How much money is in the world?
http://money.howstuffworks.com/how-much-mo...n-the-world.htmas of 2006 the amount of US dollars in existence both physically and in investments was around $10.3 trillion.
But this is only for US. Consider the total amount of money in the world for the sake of establishing scale 100 tillion, or for the sake of this speculation 1 quadrillion. In 2070 it could be more, or it could be less. With room to expand lets say, the serial number on a new-yen is built to expand to ten times that number. So 1 quadrillion, 10 quadrillion long numbers. But wait a new-yen is actually individual parts with individual serials down to the smallest part.
QUOTE
money
Monetary data values from -2^63 (-922,337,203,685,477.5808) through 2^63 - 1 (+922,337,203,685,477.5807), with accuracy to a ten-thousandth of a monetary unit.
That is the money data type.

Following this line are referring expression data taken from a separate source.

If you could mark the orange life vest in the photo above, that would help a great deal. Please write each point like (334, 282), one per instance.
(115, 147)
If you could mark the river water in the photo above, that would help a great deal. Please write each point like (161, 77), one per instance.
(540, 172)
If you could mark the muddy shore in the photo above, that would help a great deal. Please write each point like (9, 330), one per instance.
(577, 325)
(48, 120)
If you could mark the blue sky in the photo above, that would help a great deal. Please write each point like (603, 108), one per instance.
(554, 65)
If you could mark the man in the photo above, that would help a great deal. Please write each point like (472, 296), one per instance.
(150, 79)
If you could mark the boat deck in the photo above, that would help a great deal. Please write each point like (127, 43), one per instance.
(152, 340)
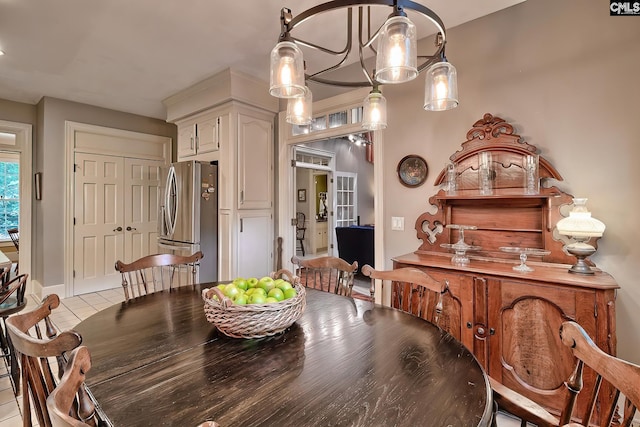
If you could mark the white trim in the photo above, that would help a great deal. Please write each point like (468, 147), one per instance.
(286, 178)
(70, 132)
(24, 145)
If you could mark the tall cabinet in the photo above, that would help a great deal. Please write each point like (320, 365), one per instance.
(229, 118)
(510, 319)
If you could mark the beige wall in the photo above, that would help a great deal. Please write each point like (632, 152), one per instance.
(566, 75)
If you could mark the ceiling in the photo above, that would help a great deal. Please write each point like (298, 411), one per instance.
(130, 55)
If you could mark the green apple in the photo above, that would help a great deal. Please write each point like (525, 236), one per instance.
(266, 283)
(231, 291)
(257, 298)
(241, 283)
(284, 286)
(276, 293)
(290, 293)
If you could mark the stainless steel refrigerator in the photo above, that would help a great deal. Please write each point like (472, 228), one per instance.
(188, 213)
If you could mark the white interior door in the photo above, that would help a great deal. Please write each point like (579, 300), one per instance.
(99, 219)
(116, 217)
(142, 178)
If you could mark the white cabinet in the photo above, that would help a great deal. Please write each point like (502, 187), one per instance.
(255, 244)
(255, 162)
(229, 118)
(199, 134)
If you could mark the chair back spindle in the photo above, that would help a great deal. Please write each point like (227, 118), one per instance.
(38, 379)
(622, 377)
(328, 273)
(157, 272)
(69, 404)
(414, 291)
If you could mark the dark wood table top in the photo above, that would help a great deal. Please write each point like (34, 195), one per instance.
(345, 362)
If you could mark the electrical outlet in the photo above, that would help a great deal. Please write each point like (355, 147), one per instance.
(397, 223)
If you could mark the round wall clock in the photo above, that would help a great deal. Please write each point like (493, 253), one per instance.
(412, 170)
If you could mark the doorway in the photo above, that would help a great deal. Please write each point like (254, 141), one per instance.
(17, 143)
(112, 209)
(348, 107)
(314, 200)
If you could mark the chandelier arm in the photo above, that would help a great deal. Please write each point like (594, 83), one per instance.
(347, 48)
(361, 46)
(375, 52)
(338, 83)
(341, 4)
(333, 67)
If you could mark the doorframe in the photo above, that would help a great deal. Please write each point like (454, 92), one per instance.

Guess what it is used for. Well not detailed work. It only keeps track of 4 decimal places. But I guess we will go with that and say the smallest fraction of a new-yen is 1/1000 of a new-yen. Which means the two numbers up top need to be increased by a multiple of a thousand each. 1 quintillion numbers each with a serial number 10 quintillion digits long. Being that all the serials need to be stored somewhere. Maybe he numbers are in a super computer, maybe in a commlink or cred stick checker.
So how much memory does that take up?
The math is not straight forward a 100,000,000 digit long number does not take 100,000,000 bits.
Anyway it does not really matter. Since new-yen is not a world wide currency there probably is not more than. 20 tillion newyen, and probably there is a LOT less than that because of how many fairly rich people use corporate script and how many and how very poor the have-nots in shadowrun are. There might be only 10 tillion newyen. That means there would be 10 quadrillion parts of a new-yen with 100 quadrillion digit long serial numbers.